Semplicemente stupenda, adorava quell'albero perchè era forte e possente.
Lo sferragliare del bus lo riportò alla realtà, infastidendolo così tanto da farlo sbuffare.
Rivolse un'ultima occhiata al paesaggio, poi entrò nel veicolo, dove i ricordi potevano spaziarsi liberamente in qualsiasi momento.
Le persone lo osservavano, mentre si sedeva su uno di quei pochi sedili liberi.
Semplicemente fastidiose.
Lo guardavano come se non fosse umano, o meglio.. Come se fosse un alieno.
Forse questo era per il fatto che non sorrideva, o per i suoi occhi che erano gonfi e rossi dal pianto.
Appoggiò la testa contro il finestrino, tutto il paesaggio si muoveva, cambiava e cambiava di ogni suo singolo dettaglio.
Cambiava in ogni sua singola forma.
Sentiva il continuo rumore che causavano le persone, chi cantava chi urlava, persone che spettegolavano bambini che piangevano.

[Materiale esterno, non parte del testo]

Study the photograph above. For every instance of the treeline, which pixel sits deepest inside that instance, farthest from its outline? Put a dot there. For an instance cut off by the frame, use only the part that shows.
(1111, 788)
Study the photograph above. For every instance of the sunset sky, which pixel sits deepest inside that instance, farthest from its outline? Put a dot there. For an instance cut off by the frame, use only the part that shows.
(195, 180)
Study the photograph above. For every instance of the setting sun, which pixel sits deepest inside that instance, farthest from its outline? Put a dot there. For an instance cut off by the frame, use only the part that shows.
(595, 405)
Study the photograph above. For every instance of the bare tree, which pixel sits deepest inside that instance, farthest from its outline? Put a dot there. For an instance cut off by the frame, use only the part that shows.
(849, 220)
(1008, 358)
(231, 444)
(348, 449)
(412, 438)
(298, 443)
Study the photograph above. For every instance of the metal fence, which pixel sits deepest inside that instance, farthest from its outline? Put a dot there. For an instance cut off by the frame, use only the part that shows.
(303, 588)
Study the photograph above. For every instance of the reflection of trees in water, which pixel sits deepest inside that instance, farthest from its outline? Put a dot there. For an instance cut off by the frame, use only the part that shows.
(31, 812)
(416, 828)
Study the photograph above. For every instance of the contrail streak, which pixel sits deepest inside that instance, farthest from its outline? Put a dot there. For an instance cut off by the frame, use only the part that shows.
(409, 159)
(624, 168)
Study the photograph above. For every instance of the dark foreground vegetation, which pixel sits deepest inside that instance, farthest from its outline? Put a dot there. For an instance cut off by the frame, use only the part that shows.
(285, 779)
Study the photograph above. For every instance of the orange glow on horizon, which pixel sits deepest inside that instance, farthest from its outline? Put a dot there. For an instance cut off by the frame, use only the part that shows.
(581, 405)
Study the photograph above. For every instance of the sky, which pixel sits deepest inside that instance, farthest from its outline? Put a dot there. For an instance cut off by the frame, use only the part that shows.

Sarebbe impazzito a stare lì dentro almeno per altri venti minuti.
Doveva resistere.
Doveva sopportare tutto ciò.
Impossibile.
Un'anziana incominciò a prendere a bastonate un ragazzo che le aveva pestato il piede involontariamente, persone che sgridavano il ragazzo e altre che tenevano la donna con il bastone.

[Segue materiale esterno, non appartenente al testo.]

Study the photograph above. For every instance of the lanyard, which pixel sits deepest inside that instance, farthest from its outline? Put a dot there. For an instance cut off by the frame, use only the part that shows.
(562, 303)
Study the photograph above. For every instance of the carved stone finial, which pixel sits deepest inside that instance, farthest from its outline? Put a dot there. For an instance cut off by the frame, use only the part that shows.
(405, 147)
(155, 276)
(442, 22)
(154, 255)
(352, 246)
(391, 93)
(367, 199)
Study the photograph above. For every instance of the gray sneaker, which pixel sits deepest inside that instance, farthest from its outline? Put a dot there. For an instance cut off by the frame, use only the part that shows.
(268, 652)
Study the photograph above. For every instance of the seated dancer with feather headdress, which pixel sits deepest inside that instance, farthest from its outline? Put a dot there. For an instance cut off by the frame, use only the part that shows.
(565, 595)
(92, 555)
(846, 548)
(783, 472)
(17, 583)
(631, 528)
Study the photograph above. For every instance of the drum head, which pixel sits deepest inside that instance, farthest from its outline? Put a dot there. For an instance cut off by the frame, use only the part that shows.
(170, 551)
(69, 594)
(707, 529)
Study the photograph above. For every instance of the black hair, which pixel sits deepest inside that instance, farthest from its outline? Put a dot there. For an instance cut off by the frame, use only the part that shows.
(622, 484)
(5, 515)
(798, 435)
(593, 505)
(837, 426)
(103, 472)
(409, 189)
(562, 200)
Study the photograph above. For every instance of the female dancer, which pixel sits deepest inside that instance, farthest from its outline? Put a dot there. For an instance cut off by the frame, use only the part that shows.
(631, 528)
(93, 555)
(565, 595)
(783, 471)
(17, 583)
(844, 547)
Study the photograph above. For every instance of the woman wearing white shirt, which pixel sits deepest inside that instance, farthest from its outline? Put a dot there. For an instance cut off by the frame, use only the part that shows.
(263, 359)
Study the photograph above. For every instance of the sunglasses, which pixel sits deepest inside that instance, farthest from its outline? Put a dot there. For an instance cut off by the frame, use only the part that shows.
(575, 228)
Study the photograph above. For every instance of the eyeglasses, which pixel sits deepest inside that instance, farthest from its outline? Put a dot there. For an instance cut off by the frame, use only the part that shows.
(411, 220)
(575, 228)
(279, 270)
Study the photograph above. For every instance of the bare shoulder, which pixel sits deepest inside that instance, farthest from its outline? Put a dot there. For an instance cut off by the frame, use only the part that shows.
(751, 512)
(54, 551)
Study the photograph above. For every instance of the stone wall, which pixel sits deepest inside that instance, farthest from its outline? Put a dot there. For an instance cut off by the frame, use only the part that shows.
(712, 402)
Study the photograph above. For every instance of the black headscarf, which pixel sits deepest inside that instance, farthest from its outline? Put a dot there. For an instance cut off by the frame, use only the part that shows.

Come poteva essere tutto così strano e innaturale?
Avrebbe voluto isolarsi dal mondo per almeno un'ora se non giorni, settimane, mesi, anni.
Si tirò i capelli dalla frustazione, quasi in preda ad una crisi epilettica.
Sentì qualcuno toccargli la spalla e si girò.
<<Yoongi, che succede?>> era Mitsuki.
<<Ti racconterò tutto dopo.. Adesso non ce la faccio..>>
sussurrò, le urla strazianti sovrastavano la sua voce.
<<ADESSO BASTA!>> urlò.
Le persone si girarono verso di lui stranite, guardandolo come se fosse un dottore tra un mare di psicopatici.
Anche Yoongi era stupito della forza che era presente nella sua voce.
<<SONO STUFO DI SENTIRE LE VOSTRE URLA.. MA VI SEMBRA IL MODO?! SIAMO IN LUOGO ADATTO PER FARE QUESTO MACELLO?! NON MI SEMBRA!>> Urlò, poi si alzò dal sedile, percorse tutto il veicolo fino a scendere dal bus che si era fermato.